空间关联模式引导下的地质灾害空间因果关系发现方法

doi:10.11947/j.AGCS.2025.20240279

测绘学报 ›› 2025, Vol. 54 ›› Issue (3): 536-551.doi: 10.11947/j.AGCS.2025.20240279

空间关联模式引导下的地质灾害空间因果关系发现方法

陈炳蓉¹(), 谌恺祺¹, 邓敏¹(), 黄成²^,³, 刘青豪¹

^1.中南大学地球科学与信息物理学院，湖南　长沙　410083
^2.昆明理工大学国土资源工程学院，云南　昆明　650093
^3.云南省地质环境监测院，云南　昆明　650216

收稿日期:2024-07-08 出版日期:2025-04-11 发布日期:2025-04-11
通讯作者: 邓敏 E-mail:brchen@csu.edu.cn;dengmin@csu.edu.cn
作者简介:陈炳蓉（1997—），女，博士生，主要研究方向为时空数据挖掘、空间因果挖掘。　E-mail：brchen@csu.edu.cn
基金资助:
国家自然科学基金(42430110);云南省地质灾害时空大数据挖掘与辅助决策项目(YCZH2021-23);湖南省自然科学基金(2024JJ1009);中南大学研究生自主探索创新项目(2024ZZTS0367)

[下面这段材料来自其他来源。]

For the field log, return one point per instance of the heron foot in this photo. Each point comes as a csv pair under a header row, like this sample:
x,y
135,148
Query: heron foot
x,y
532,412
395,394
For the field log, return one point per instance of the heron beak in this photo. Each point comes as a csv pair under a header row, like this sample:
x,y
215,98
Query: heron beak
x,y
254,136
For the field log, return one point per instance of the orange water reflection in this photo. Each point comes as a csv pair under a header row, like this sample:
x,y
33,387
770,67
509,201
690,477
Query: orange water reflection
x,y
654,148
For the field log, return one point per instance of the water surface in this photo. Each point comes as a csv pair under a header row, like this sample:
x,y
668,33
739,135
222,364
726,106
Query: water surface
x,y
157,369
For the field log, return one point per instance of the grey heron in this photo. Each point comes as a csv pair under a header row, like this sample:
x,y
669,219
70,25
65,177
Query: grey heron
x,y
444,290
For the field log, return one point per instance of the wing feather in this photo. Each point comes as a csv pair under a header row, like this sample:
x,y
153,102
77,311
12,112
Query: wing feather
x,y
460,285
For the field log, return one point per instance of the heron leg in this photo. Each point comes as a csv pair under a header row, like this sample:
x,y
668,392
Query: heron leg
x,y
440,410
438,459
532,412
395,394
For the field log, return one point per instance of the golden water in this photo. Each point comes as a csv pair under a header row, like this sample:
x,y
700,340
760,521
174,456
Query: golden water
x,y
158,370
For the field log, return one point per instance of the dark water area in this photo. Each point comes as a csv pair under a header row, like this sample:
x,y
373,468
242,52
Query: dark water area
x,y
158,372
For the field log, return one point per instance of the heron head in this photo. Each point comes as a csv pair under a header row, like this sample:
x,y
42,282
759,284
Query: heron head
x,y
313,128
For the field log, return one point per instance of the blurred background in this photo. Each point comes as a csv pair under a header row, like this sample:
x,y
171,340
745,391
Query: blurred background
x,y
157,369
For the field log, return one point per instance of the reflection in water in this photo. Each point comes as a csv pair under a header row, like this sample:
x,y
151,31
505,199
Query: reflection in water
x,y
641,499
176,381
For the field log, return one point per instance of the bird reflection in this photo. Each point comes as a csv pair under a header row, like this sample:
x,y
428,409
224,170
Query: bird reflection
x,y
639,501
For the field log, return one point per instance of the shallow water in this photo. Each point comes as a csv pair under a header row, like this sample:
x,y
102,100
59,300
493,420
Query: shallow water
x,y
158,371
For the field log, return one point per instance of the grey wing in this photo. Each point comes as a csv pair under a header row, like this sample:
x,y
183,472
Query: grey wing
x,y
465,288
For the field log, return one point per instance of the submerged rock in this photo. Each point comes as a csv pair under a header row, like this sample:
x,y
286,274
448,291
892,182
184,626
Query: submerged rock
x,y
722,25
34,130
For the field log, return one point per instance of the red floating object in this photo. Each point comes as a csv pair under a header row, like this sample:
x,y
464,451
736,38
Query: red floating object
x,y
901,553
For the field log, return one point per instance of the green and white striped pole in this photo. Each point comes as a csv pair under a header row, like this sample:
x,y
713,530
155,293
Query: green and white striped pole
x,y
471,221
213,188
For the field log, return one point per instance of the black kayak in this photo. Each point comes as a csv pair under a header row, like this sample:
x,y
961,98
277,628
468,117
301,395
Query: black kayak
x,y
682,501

Method for discovering spatial causality in geological hazards guided by spatial association patterns

Bingrong CHEN¹(), Kaiqi CHEN¹, Min DENG¹(), Cheng HUANG²^,³, Qinghao LIU¹

^1.School of Geosciences and Info-physics, Central South University, Changsha 410083, China
^2.Faculty of Land Resources Engineering, Kunming University of Science and Technology, Kunming 650093, China
^3.Yunnan Geological and Environmental Monitoring Institute, Kunming 650216, China

Received:2024-07-08 Online:2025-04-11 Published:2025-04-11
Contact: Min DENG E-mail:brchen@csu.edu.cn;dengmin@csu.edu.cn
About author:CHEN Bingrong (1997—), female, PhD candidate, majors in spatio-temporal big data mining and spatial causality mining.　E-mail: brchen@csu.edu.cn
Supported by:
The National Natural Science Foundation of China(42430110);Spatiotemporal Big Data Mining and Decision Support Project for Geological Hazards in Yunnan Province(YCZH2021-23);The Natural Science Foundation of Hunan Province(2024JJ1009);The Graduate Students Explore Innovative Programs of Central South University(2024ZZTS0367)

摘要/Abstract

摘要：

空间因果是认知地理现象规律的核心途径，能够揭示滑坡、泥石流等地质灾害的驱动要素与成因机制，为灾害溯源与应急管理提供重要技术支撑。现有因果发现方法非源生于地理学研究，未充分考虑空间位置约束，难以有效探测地理现象演化的空间因果关系。为此，本文从空间关联视角，提出空间因果发现方法Spatial-PC，包含因果关系和因果方向判断模型，即空间条件互信息与空间偏相关检验，有效探测空间位置约束下的空间因果关系。具体地，本文研究以云南省地质灾害为例，采用Apriori算法挖掘地质灾害空间关联模式，基于空间条件互信息筛选关联模式中的空间因果关系，利用空间偏相关检验判定因果关系的影响方向，形成空间因果图。研究成果有效揭示了云南省地质灾害的致灾机理，具有科学服务地质灾害精准防控的优势。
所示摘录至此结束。